これはやや分かりにくい結果であるが、衆院解散の少なくとも1つの(タテマエ上の)理由とされている消費再増税に関する自公両党の立場に対して、他の代替案が何であれ、「とりあえず反対」という態度を有権者が示したとも言えなくはない。

 原発再稼働も、有権者の意識の上では、今回の選挙における重要な争点であったようだ。自民党、公明党、次世代の党は、「安全基準に合格すれば認める」という立場であるが、それに対して、「再稼働を認めない」(生活、社民、共産)、「責任ある逃避計画など厳しい条件で容認」(民主、維新)という立場は、多くの有権者の共感を得たようである。選挙前の報道の内容とは裏腹に、有権者にとっては依然として原発をめぐる問題が重要であることを、この分析結果は示している。

 それ以外に、自民党の政策に比べより多くの支持を得た政策は、アベノミクスの「第3の矢」である成長戦略に関する、民主党、生活の党、社民党、共産党による「雇用政策や子育て支援などによる所得増で消費拡大」という政策である。自民党の「農業・医療など岩盤規制を打破」よりも、3%ほど政党支持を高めることに貢献している。

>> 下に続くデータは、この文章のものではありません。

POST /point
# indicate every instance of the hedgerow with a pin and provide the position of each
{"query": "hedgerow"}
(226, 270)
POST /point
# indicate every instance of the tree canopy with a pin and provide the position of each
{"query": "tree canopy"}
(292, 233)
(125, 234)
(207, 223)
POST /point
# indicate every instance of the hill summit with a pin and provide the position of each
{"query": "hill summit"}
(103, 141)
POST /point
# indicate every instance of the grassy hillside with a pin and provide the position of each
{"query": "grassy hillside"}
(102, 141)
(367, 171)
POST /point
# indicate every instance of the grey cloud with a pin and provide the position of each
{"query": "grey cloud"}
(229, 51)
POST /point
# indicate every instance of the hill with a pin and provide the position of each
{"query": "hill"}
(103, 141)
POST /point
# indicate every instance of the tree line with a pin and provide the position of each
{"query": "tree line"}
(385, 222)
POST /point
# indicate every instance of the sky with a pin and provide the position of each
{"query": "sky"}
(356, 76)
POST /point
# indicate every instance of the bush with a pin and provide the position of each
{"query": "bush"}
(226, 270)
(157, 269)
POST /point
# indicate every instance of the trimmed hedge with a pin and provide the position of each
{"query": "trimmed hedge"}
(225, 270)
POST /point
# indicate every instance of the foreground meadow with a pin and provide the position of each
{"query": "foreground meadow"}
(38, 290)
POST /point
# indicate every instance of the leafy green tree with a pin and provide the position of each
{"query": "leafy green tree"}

 なお、公明党は「地方産業・中小企業の活性化による成長実現」を訴えたが、自民党の政策以上に支持を得ることはなかった。成長戦略は多岐にわたり、一言で内容を整理できるものではないため、どのような表現で各党の政策を簡潔明瞭に整理するかについて、我々は苦心した。最終的には、日本経済新聞に掲載された表(表1)を若干修正した表現を使ったが、分析結果は政策内容の表現によっても影響を受けている可能性があることに留意したい。

TPPにはむしろ賛意、憲法改正は意見割れる

 TPPに関しても、興味深い結果が得られた。安倍首相は昨年3月15日に交渉に参加することを表明し、自公両党、および民主党は、「参加するが自由化には慎重」という立場である。これに対して、「参加して積極的に自由化を推進」(維新、次世代)という立場は政党支持態度を変えることに寄与しなかったが、「TPPへの参加反対」(生活、社民、共産)という立場に対しては、支持率を有意に下げる効果が確認された。この結果から、国益を踏まえてTPP交渉を継続していくという国の方針に対しては、国民的合意が形成されつつあると言えるのではないか。

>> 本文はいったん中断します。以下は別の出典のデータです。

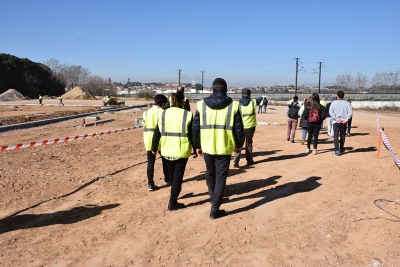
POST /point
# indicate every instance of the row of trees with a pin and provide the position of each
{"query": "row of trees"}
(73, 75)
(27, 77)
(382, 82)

 今回の選挙で自公連立政権が3分の2以上の議席を獲得したことで、今後、憲法改正をめぐる動きが加速する可能性がある。その憲法改正に関しては、自民党、民主党、維新の党、次世代の党の「改正に賛成。国民の手による新しい憲法を制定」という立場に対して、社民党、共産党の「現行憲法条文のいかなる変更にも反対。平和憲法を守る」という立場は、両者への支持が拮抗しており、全体としてはほぼ互角の支持率となった。

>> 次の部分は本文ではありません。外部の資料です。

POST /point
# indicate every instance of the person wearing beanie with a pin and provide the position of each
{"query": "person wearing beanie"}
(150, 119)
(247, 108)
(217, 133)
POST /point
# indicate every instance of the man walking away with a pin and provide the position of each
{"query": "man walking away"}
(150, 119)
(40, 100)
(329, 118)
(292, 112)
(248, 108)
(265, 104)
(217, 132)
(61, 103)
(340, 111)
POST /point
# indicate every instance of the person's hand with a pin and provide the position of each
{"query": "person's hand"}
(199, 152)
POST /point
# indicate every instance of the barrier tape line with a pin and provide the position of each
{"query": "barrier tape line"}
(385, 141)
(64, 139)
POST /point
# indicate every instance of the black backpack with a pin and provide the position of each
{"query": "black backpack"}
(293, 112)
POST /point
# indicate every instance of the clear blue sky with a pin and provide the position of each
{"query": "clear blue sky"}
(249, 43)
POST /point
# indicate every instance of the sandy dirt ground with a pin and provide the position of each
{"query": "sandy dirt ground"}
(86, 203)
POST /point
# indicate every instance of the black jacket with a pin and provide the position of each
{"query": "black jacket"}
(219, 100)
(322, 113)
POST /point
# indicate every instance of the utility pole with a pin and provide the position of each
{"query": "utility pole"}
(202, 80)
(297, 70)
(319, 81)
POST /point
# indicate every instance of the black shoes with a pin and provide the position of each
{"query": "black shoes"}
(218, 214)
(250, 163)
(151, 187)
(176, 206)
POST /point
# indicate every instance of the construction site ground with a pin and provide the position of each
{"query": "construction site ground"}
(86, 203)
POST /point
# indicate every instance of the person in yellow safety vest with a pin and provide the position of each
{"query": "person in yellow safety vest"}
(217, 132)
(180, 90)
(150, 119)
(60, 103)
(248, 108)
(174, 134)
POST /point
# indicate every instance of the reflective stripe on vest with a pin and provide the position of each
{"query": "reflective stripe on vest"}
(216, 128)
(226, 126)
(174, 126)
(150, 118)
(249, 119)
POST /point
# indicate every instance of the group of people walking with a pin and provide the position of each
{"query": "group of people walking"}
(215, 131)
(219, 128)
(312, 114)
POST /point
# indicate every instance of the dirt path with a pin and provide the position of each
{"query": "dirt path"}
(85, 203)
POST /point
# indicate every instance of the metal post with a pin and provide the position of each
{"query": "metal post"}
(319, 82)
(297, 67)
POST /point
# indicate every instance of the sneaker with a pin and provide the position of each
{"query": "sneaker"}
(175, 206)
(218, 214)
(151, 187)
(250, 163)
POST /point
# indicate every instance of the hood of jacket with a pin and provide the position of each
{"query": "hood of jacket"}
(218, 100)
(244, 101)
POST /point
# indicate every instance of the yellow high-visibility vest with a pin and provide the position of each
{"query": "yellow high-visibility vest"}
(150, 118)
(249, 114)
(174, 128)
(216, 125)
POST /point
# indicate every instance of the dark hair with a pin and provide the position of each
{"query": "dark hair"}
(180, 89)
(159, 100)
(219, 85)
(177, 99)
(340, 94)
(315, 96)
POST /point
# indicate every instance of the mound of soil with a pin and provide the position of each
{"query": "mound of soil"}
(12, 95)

 一方で、公明党、生活の党の「現行憲法の基本原理を維持した上で必要な条文を追加」という立場が3%程度ほど支持率を有意に上げている。いわゆる「1955年体制」で最大の争点であった憲法をめぐる論議は、「自主憲法制定」対「平和憲法擁護」という対立軸を残しつつ、徐々に多様なかたちに変化してきていることの表れだろう。